Manually created tests are usually brittle to change, while there is little traceability to source code or requirements. That means that there is little automation or no when identifying which tests need updating or removing.
Meanwhile, data must be refreshed, repeating many of the test data bottlenecks discussed above. Test cases, scripts and data are furthermore rarely linked to one another, or to requirements, and so all need checking and updating separately to keep them aligned.
The advantage of generating tests and allocating data automatically from intuitive flowcharts is that you only need to update one single source of truth. Making a relatively quick changes to a single flowchart will ripple across all interrelated master flows and “subflows”, regenerating an up-to-date set of test cases and scripts. Test data “find and makes” similarly become reactive to changes as the models are updated.
From automation in testing to truly Continuous Testing
Automating test data allocation, test creation and maintenance accelerates and optimises testing processes often responsible for blockers during Continuous Delivery and DevOps. The automated processes can all furthermore be integrated with CI/CD infrastructure, rigorously and automatically testing fast-changing software with every rapid release.
This in-sprint testing becomes truly rapid and reactive when it is tied to Curiosity Test Modeller.
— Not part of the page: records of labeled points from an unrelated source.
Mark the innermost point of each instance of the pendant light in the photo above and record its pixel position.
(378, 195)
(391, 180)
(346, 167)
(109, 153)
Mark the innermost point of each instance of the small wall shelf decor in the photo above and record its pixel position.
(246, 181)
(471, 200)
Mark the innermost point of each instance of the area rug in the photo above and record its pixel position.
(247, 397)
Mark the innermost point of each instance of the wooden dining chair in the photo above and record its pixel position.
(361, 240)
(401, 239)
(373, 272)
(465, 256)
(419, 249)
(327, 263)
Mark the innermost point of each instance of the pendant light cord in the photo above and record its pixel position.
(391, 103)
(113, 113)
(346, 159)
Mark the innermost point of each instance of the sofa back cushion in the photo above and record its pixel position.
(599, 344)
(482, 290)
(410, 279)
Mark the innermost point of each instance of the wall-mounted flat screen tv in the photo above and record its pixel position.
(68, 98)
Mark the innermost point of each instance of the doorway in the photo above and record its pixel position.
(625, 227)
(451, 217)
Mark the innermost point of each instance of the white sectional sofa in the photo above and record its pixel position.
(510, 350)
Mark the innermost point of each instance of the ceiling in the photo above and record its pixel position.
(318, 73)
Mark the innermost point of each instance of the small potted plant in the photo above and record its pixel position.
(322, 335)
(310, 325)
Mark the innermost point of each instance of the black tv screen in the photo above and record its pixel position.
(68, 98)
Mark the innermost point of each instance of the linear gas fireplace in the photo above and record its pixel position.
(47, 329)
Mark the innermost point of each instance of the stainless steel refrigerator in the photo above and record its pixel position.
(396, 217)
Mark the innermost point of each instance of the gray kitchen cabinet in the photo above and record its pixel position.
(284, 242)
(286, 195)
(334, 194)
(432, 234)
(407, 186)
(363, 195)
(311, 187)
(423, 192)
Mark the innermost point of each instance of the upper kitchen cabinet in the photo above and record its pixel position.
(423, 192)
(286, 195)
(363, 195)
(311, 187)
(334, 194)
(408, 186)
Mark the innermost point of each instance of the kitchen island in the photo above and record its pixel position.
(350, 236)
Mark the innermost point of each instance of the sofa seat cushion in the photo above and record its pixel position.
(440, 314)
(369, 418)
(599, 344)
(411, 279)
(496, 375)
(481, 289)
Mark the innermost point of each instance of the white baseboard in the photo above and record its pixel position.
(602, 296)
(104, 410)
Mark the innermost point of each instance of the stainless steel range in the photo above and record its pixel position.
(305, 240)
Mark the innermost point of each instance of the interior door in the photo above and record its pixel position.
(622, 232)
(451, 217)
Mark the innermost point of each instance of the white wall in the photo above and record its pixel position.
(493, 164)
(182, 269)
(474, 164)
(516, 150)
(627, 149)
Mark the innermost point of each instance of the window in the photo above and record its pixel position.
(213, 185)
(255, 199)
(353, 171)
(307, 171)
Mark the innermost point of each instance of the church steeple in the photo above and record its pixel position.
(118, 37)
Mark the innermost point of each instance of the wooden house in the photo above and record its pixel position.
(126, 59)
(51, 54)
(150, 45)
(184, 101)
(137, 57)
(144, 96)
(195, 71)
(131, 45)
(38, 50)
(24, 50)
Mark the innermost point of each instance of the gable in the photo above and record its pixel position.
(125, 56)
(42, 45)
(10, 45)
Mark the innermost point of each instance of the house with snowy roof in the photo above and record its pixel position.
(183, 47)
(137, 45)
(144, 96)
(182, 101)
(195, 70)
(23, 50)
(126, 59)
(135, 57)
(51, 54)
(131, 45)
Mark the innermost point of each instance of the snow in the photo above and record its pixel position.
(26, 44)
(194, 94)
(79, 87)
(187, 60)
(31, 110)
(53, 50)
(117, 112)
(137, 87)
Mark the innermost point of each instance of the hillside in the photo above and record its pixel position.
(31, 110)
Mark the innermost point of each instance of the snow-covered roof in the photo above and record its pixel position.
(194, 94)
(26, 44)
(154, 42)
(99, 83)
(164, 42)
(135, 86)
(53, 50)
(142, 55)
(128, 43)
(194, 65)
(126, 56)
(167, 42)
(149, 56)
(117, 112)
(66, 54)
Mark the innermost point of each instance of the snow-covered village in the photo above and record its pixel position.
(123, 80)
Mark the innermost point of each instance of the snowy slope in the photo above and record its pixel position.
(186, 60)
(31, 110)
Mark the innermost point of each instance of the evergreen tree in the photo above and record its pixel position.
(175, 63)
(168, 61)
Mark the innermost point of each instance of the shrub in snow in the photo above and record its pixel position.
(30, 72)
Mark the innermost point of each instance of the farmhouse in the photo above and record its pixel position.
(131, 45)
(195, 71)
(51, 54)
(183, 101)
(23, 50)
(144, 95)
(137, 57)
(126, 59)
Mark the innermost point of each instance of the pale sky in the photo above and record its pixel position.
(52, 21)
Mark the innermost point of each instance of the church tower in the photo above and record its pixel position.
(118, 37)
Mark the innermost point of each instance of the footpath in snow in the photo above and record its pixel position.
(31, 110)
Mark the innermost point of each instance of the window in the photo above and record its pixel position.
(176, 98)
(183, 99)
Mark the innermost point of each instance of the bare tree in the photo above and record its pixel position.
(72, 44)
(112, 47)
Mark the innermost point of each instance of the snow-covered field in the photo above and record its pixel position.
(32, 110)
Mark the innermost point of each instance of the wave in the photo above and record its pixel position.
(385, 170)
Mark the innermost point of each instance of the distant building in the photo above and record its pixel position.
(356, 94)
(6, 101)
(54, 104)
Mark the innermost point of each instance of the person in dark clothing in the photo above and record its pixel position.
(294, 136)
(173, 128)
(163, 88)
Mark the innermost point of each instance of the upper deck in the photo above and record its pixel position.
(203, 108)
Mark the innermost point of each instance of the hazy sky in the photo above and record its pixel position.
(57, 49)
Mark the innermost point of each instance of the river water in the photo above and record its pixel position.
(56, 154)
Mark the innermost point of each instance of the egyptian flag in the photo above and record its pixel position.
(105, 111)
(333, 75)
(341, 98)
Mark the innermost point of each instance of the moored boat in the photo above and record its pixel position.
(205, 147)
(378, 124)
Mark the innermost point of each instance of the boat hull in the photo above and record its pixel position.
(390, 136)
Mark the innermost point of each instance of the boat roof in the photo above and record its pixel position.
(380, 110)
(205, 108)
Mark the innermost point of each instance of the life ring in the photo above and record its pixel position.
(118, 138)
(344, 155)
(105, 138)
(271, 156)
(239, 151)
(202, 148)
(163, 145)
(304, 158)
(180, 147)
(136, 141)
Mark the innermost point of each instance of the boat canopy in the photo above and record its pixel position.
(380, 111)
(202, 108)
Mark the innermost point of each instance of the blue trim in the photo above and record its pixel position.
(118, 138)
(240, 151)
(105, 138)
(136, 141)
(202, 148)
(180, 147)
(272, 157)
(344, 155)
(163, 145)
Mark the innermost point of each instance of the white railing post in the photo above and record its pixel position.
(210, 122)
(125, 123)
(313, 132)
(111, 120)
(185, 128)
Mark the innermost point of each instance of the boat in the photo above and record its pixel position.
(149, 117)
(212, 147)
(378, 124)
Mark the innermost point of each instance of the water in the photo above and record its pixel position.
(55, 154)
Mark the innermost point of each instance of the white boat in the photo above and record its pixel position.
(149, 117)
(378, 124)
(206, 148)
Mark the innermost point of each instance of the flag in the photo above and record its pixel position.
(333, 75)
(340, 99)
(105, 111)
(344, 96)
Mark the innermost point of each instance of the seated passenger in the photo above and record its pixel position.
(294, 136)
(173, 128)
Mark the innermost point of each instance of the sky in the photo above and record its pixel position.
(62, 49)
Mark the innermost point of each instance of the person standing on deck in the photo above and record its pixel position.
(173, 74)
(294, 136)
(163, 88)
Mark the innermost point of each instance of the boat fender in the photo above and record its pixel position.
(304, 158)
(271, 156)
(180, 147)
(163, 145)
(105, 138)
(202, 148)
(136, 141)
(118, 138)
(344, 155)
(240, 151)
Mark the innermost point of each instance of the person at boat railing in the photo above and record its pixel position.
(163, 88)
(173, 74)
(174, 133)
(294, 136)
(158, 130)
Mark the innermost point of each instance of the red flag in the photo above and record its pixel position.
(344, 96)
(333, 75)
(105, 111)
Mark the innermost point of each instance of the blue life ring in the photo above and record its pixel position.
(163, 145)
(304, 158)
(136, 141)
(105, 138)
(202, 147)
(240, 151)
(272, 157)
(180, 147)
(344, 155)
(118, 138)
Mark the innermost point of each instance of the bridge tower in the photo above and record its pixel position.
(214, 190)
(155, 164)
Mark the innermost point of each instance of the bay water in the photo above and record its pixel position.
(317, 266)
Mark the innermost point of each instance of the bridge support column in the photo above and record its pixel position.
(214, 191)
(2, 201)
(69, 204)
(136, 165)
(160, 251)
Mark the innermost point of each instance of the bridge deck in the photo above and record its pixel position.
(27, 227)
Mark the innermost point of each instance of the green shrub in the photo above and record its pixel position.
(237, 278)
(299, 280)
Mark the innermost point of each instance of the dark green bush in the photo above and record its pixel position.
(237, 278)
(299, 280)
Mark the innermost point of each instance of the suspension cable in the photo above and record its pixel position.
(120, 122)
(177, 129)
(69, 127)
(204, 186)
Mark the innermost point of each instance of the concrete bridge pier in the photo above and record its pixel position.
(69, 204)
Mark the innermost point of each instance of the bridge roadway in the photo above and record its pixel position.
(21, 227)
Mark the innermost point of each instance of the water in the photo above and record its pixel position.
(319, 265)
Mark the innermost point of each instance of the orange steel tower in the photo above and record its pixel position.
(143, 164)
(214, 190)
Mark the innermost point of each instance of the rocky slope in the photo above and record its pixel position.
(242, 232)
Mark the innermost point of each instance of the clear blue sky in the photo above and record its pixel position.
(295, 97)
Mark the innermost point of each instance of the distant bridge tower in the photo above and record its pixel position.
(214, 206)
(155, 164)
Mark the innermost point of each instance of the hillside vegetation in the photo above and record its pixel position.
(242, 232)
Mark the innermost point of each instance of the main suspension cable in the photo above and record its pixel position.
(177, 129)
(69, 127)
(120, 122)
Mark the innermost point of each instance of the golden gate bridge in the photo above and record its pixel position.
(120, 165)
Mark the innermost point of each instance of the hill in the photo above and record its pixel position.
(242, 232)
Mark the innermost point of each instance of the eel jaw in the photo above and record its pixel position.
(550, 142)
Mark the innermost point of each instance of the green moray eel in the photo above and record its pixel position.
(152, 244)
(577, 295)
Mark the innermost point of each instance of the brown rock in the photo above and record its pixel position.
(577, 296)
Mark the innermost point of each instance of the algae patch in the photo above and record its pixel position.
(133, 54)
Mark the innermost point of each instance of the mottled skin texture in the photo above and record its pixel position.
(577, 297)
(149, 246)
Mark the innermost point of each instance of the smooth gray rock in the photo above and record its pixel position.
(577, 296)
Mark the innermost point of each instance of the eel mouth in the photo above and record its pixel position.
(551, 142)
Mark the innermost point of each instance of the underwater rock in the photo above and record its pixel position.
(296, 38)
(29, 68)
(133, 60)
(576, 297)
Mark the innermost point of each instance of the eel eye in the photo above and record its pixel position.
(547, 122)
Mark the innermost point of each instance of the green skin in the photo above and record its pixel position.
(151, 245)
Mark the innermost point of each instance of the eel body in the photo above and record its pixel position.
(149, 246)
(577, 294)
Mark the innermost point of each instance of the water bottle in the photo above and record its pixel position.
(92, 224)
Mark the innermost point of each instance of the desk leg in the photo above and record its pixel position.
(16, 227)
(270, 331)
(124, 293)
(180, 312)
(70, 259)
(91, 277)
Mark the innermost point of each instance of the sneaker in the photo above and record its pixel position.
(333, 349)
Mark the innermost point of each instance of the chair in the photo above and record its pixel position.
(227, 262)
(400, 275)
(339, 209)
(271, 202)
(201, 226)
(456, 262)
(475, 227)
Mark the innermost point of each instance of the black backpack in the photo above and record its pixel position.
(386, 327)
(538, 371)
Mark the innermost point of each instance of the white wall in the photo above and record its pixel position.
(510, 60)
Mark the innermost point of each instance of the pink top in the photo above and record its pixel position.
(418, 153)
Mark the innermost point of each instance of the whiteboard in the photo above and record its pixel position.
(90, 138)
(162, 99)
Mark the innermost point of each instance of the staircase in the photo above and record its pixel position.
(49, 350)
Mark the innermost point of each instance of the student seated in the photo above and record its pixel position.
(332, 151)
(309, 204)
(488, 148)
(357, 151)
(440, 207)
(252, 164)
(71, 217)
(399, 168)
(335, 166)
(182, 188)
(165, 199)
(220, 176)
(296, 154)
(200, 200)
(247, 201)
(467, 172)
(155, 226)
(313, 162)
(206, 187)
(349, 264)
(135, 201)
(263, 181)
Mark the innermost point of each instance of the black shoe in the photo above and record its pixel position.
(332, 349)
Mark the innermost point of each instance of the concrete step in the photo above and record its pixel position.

Test Modeller gathers and analyses data from across the whole application development lifecycle, seeking to expose significant changes as they occur. Exposing this data to a “model in the middle” then regenerates tests and data as changes occur:
Test Modeller thereby provides an “Early Warning System” for testing, informing testers of changes in source control systems, system requirements, user behaviours, and more. It furthermore analyses changes to identify risk, prioritising the tests that should be run during that sprint. In other words, it informs testers of changes that have occurred and helps them identify the tests required to act on that information.
The last component of this “Inform, Act, Automate” paradigm is then the automation needed to run the requisite tests. This goes beyond test execution automation, encompassing the solutions described above. Having identified the tests needed to act on the latest changes, automated test generation combines with test data allocation to create the requisite in-sprint tests.
Tying this automation together with CI/CD and DevOps infrastructure begins making this process continuous, especially when all are embedded within Test Modeller.
To return to the question driving this article, then: the role of automated test generation, data allocation and automated test maintenance go beyond “in-sprint testing”. They remove barriers to delivering rigorously tested software continuously, while also removing bottlenecks in DevOps pipelines.
Test Modeller makes testing truly reactive to rapid change. This is because it makes testing proactive to rapid change.